Wenn und solange die Bedingung nach B.II.1 Nr. 1 des Baulandbeschaffungsvertrages wie hier nicht eintritt, führt die Klägerin außerdem die Erschließung nach B.II.1 Nr. 2 des Baulandbeschaffungsvertrages als Generalübernehmerin im Auftrag der Gemeinde durch. Die Beklagte ist dann nach B.II.3 verpflichtet, der Klägerin die ihr entstehenden Kosten einschließlich Ingenieurhonorar und Finanzierungskosten nach Abschluss der Herstellungsarbeiten und spätestens nach Ablauf von drei Jahren nach Abschluss des Baulandbeschaffungsvertrages auf Rechnungsstellung hin zu erstatten, wobei die Beklagte die Beträge von gegenüber der Klägerin nach den gesetzlichen Bestimmungen erlassenen Bescheiden gegenrechnen kann. Es kann sich insoweit um einen modifizierten Erschließungsvertrag handeln, der seiner Qualität nach ein Erschließungsvertrag und damit öffentlich-rechtlicher Natur bleibt (BVerwG, Urteil vom 22. März 1996 - 8 C 17.94 - BVerwGE 101, 12 ≪22 ff.≫).

Rz. 26

Die Regelung in Teil A des Baulandbeschaffungsvertrages über den An- und Verkauf von Grundstücken steht mit der Ausgestaltung in Teil B des Vertrages als Erschließungs- oder modifizierter Erschließungsvertrag in untrennbarem Zusammenhang.

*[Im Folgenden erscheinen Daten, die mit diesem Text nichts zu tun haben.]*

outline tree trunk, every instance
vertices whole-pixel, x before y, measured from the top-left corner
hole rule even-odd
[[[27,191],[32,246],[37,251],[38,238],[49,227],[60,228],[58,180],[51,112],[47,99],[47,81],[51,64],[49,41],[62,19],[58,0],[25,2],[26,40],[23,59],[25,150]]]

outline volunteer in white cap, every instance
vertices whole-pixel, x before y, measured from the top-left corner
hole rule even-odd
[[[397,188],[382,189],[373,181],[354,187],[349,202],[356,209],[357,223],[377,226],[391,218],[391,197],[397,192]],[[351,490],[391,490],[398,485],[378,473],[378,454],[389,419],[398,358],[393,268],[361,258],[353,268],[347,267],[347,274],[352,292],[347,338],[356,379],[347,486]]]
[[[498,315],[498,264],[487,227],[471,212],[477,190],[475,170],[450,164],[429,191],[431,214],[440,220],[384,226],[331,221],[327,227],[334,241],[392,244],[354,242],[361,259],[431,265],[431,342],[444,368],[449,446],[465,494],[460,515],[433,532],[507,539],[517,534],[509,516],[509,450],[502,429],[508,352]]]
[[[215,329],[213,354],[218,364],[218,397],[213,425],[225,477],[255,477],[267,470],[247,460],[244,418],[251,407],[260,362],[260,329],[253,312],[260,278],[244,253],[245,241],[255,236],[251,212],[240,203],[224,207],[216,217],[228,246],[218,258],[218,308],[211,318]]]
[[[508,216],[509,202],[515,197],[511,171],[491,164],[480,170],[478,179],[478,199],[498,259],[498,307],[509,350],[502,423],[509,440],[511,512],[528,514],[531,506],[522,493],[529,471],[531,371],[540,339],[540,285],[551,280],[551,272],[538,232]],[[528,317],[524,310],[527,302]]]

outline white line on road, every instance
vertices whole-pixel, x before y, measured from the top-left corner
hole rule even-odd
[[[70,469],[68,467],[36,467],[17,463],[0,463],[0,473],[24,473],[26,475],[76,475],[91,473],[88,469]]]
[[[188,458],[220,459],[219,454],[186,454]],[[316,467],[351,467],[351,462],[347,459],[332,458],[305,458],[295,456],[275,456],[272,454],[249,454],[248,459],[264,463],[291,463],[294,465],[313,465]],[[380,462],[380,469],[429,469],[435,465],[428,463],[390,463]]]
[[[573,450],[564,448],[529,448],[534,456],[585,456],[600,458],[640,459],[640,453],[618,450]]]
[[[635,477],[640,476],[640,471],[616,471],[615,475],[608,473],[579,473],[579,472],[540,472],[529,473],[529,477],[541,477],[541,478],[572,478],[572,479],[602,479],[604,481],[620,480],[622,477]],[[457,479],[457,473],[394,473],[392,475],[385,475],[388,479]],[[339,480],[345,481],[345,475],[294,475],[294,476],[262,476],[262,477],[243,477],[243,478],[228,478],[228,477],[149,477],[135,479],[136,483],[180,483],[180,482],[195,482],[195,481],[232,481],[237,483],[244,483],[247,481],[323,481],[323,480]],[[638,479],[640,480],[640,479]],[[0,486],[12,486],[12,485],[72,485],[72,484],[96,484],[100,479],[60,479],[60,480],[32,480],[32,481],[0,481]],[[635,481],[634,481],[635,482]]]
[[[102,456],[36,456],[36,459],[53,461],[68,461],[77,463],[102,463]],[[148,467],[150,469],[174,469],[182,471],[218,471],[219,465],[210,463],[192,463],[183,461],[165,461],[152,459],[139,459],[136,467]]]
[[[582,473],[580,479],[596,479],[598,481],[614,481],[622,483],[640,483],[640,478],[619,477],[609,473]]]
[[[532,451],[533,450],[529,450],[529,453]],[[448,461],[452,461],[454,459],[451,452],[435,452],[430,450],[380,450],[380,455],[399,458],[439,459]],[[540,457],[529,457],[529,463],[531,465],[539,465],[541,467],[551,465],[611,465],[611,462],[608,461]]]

Die von den Vertragsparteien angestrebte Durchführung der Erschließung durch die Klägerin als Erschließungsträgerin ist ohne den Erwerb und Weiterverkauf der Grundstücke nicht denkbar. Insbesondere sind die Kosten der Erschließung nach B.II.2 Nr. 1 des Baulandbeschaffungsvertrages Kosten der Erschließung nach A.II.2 Nr. 1 Buchst. d des Baulandbeschaffungsvertrages, die in den Grundstücksverkaufspreis eingehen und bei denen es sich nach B.II.2 Nr. 3 des Baulandverschaffungsvertrages um nach A.II. auf die Baugrundstücke zu verteilende Erschließungskosten handelt. Dieser Zusammenhang spricht dafür, dass auch Abschnitt A des Baulandbeschaffungsvertrages den öffentlich-rechtlichen Charakter des den Schwerpunkt des Vertrages bildenden Abschnitts B über die Herstellung der Erschließungsanlagen und deren Finanzierung teilt und deshalb auch die Regelung in A.II.4 Satz 2 des Baulandbeschaffungsvertrages dem öffentlichen Recht angehört.